# What model is this.



## chicosalgueiro (Oct 7, 2007)

First of all, let me introduce myself after all, this is my first post. Student, daily commuter (10 miles) in Europe. I use a mountainbike but am changing to roadcycling. I was looking for some old bike to get me going...I found a Colnago. i know, i know..great history It has a good price. Could you please help me find the correct date and model of the bike. 
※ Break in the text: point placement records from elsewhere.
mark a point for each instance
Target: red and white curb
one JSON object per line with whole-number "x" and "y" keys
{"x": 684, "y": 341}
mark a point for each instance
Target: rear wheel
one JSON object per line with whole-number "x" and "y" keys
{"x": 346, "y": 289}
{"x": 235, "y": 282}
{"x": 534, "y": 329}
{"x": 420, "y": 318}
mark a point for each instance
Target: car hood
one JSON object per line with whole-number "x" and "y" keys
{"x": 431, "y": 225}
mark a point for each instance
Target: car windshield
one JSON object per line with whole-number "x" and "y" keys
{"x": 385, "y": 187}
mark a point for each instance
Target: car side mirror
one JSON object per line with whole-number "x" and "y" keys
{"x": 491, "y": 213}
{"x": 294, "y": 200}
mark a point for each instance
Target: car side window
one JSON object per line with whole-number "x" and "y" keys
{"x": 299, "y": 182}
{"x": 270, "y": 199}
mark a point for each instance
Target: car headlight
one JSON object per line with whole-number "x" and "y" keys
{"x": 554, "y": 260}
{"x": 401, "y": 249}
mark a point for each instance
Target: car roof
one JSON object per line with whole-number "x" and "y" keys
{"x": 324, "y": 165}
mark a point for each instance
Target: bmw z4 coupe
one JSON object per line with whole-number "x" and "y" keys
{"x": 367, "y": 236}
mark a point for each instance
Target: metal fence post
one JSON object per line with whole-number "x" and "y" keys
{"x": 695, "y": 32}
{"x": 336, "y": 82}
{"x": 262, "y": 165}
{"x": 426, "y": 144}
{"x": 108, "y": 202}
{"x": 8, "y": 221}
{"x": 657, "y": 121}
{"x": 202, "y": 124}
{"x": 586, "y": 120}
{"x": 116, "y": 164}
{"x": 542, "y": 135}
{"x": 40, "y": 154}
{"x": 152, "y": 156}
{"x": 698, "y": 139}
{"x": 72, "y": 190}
The seller said it has 8 spd Campagnolo and it has around 9 yrs. 

Thank you for your help.

Francisco


----------



## tmluk (Sep 19, 2005)

I need a closer look at the top-tube and down-tube shape, i.e. profile of the tubes. I also need to look at the tube decal on the seat-tube.
From the look of it, it is an early 90's Colnago with straight steel forks but not with the later generation of rear drop-outs.
Specifically which model, I need the above details.


----------



## odeum (May 9, 2005)

my rough guess is superissmo, the slx tubed workhorse of the 90's.






chicosalgueiro said:


> roadcycling. I was looking for some old bike to get me going...I found a Colnago. i know, i know..great history It has a good price. Could you please help me find the correct date and model of the bike.
> 
> Francisco


----------



## boneman (Nov 26, 2001)

*Superissimo*

I would concur with that conclusion. SL, SLX and Brain, it had a very long production run. Not likely another model based on the paint scheme unless the DT has ribs in which case it may be a Conic SLX.


----------



## Squeegy200 (Dec 1, 2005)

Around that time period Colnago made a model called the "Elegant" 
It used Nivacrom steel which is marked by the sticker indicating Columbus EL/OS. It came in three color options 1 Team Wordperfect 2 Red 3 Yellow

It looked very similar to the frameset pictured and judging by the component selection, it would put that frameset near that era.

Soon after that they made a similar frameset called the "Altain" It was distinguished with the Columbus Brain tubing sticker. However, I've not found anything that would indicate it was available in red.


----------